10 La. Ann. 580 | La. | 1855
Whether the original action be regarded as possessory or petitory, we do not think any useful purpose can be subserved by discussing the exceptions to the cross action which was consolidated with it.
It is enough that the necessary parties are now before the court; that both have furnished all the available evidence of their respective titles, and that the question, which shall prevail, can probably be as well determined now as by remanding the cause. It is especially desirable to terminate litigation in a case of this kind, which involves a heavy outlay of costs, and presents the disagreeable spectacle of a family dissension.
Martha F. Hinson is the sister of Robert M. Hinson; both reside in the parish of Morehouse, and are the children of Robert Hinson, of Lowndes county, Alabama, who died since this litigation commenced.
Both parties set up a title to the slave Ghat or Charity, derived from their father in his lifetime.
The only written evidence produced by the plaintiff, Martha Hinson, is an act sous seing privé of the following tenor :
“ October 22, 1846.
“ Know all men by these presents, that I, John Hinson, doth loan a negro girl by the name of Ohat, to iny daughter, Martha Beard, that is to remain in her hands until I call for; and if I call not, the said girl and increase to remain to my daughter’s heirs. (Signed) John Hinson.”
This act is dated just before the removal of Martha Hinson, with her husband, Beard, to Louisiana.

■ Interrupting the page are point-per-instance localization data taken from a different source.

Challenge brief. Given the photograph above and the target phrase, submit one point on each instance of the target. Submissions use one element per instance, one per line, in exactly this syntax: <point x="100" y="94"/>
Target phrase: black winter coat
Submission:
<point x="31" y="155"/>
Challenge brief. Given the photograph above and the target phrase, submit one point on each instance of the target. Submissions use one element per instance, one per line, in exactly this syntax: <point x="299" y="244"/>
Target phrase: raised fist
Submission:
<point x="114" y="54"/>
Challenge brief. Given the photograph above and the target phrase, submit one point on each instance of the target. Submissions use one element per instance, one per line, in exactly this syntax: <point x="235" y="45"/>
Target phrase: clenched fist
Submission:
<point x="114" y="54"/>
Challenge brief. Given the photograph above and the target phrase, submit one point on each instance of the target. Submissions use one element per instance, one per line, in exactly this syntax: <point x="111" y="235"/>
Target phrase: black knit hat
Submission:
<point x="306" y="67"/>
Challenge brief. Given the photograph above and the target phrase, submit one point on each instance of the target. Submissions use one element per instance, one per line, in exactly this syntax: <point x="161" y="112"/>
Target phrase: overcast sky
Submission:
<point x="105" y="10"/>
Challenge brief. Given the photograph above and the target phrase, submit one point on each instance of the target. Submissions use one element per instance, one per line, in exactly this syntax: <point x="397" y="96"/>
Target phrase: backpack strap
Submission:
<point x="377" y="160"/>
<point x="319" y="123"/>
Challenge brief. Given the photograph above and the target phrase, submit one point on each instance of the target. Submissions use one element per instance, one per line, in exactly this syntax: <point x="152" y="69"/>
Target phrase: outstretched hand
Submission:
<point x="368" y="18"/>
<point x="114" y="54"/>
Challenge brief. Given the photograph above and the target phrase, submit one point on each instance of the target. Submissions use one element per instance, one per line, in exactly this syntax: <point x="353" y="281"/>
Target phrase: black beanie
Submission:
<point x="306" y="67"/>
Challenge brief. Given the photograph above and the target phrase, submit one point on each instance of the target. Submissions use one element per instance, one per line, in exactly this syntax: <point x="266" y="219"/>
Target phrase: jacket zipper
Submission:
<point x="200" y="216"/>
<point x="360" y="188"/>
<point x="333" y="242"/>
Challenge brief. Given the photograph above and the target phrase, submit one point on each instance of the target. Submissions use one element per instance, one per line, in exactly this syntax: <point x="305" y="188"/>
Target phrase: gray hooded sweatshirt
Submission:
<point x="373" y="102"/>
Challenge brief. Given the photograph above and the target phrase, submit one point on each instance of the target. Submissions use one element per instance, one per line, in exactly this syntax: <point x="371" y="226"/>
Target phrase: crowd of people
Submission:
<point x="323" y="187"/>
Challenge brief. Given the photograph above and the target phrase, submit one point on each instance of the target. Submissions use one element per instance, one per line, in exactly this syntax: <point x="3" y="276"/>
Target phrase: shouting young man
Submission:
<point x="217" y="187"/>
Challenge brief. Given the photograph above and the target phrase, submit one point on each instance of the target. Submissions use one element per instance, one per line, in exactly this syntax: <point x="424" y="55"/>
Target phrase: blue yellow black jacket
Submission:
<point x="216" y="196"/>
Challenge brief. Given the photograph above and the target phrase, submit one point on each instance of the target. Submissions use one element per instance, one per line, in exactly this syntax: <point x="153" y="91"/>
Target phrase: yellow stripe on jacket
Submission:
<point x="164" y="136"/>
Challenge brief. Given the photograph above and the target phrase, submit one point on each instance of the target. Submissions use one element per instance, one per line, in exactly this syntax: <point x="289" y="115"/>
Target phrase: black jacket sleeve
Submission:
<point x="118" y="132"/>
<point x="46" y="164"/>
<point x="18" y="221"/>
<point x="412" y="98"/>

But she had possession of the negro before this date, and indeed for the greater part of the time since 1842.
Her counsel contend that the act of October 22d, 1846, was a recognitive act, which acknowledged a previous donation. We draw quite the opposite conclusion from this instrument. It was given to her on the eve of her removal to Louisiana, and was probably intended to guard against any inference being drawn from her continual possession, that she had an absolute title.

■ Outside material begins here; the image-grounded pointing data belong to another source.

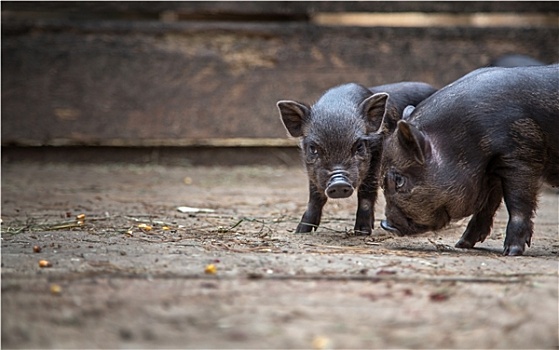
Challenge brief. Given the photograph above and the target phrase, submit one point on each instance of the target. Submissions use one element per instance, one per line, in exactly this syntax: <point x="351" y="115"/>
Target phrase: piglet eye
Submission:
<point x="399" y="181"/>
<point x="313" y="150"/>
<point x="360" y="148"/>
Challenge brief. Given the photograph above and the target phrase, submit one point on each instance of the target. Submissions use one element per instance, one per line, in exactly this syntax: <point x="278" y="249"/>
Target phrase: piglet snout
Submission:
<point x="339" y="186"/>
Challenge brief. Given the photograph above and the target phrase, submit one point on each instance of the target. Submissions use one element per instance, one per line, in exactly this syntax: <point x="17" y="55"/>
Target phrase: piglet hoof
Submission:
<point x="514" y="250"/>
<point x="303" y="227"/>
<point x="462" y="243"/>
<point x="361" y="232"/>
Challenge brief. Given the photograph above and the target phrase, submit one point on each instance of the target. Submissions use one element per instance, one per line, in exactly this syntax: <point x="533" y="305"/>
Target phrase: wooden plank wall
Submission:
<point x="210" y="73"/>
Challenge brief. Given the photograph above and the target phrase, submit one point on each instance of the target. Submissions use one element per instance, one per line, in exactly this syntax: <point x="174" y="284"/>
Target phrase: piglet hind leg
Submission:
<point x="480" y="224"/>
<point x="365" y="215"/>
<point x="311" y="217"/>
<point x="520" y="199"/>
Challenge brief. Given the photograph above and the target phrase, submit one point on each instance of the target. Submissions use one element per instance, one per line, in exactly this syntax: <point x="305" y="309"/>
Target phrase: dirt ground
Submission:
<point x="137" y="273"/>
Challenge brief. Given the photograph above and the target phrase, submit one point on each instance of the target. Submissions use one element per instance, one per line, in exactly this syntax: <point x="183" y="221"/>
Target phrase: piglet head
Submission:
<point x="414" y="191"/>
<point x="338" y="137"/>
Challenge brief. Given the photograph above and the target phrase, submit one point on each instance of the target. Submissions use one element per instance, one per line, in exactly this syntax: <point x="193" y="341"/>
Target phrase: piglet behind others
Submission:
<point x="489" y="136"/>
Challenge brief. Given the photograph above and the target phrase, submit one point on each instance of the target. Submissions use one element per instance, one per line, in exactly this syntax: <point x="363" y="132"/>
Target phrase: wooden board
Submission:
<point x="185" y="83"/>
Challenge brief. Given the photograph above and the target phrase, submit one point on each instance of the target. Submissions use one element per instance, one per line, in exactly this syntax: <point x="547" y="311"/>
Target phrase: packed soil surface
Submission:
<point x="127" y="269"/>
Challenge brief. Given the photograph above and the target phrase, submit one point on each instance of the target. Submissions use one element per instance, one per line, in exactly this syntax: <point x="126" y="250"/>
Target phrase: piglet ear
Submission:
<point x="407" y="112"/>
<point x="374" y="108"/>
<point x="293" y="116"/>
<point x="412" y="140"/>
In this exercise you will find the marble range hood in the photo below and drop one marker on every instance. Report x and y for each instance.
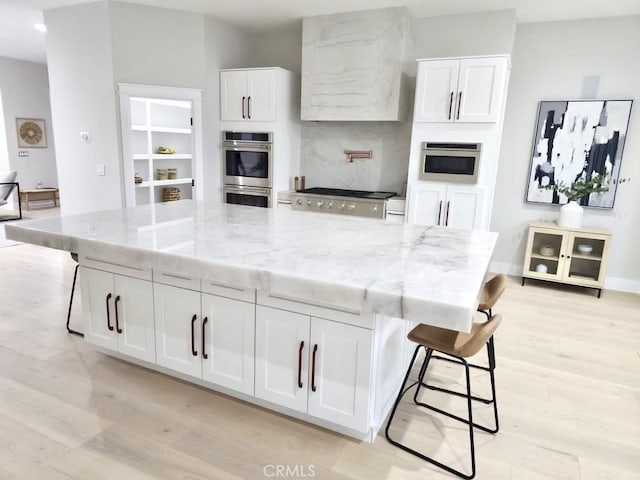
(354, 66)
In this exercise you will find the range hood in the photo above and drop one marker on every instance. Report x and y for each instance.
(354, 66)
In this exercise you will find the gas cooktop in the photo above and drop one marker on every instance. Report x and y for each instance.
(345, 202)
(337, 192)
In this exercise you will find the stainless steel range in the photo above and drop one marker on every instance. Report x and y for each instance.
(346, 202)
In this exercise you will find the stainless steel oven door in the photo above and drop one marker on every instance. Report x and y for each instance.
(249, 165)
(250, 196)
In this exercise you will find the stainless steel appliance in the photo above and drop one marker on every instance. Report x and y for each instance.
(450, 162)
(346, 202)
(251, 196)
(247, 158)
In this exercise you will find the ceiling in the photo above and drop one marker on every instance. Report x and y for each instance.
(18, 38)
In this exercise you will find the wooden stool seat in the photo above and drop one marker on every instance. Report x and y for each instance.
(451, 342)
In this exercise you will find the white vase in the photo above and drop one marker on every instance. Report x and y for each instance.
(571, 215)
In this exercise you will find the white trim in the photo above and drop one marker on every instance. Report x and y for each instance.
(610, 283)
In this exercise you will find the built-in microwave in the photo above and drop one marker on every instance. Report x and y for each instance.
(450, 162)
(246, 158)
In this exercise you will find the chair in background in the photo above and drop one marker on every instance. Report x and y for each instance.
(458, 346)
(7, 185)
(74, 256)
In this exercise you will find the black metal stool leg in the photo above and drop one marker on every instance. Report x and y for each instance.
(73, 288)
(468, 421)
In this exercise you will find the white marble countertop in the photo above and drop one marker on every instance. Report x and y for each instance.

But it is contended that the property vested in Martha Hinson, by reason of her three years’ possession in Alabama, and we are referred to the statute of that State concerning frauds and fraudulent conveyances, in support of the position. Clays’ Ala. Dig. p. 254, s. 2.
But that statute was evidently designed only to protect creditors of, and purchasers from, the party in possession ; as to them only, a lo anor a conveyance,
This case is not complicated by any consideration of the rights of creditors or purchasers, and we do not find that a title vested in the plaintiff by the laws of Alabama.
She cannot have acquired the slave by prescription in Louisiana, for, holding under the precarious title we have recited, she did not possess as owner.
The plaintiff’s sale to Boss, with the faculty of redemption, of which she after-wards availed herself, left matters where' they stood before ; one who possesses property without a title, cannot acquire title by selling the property and buying it back.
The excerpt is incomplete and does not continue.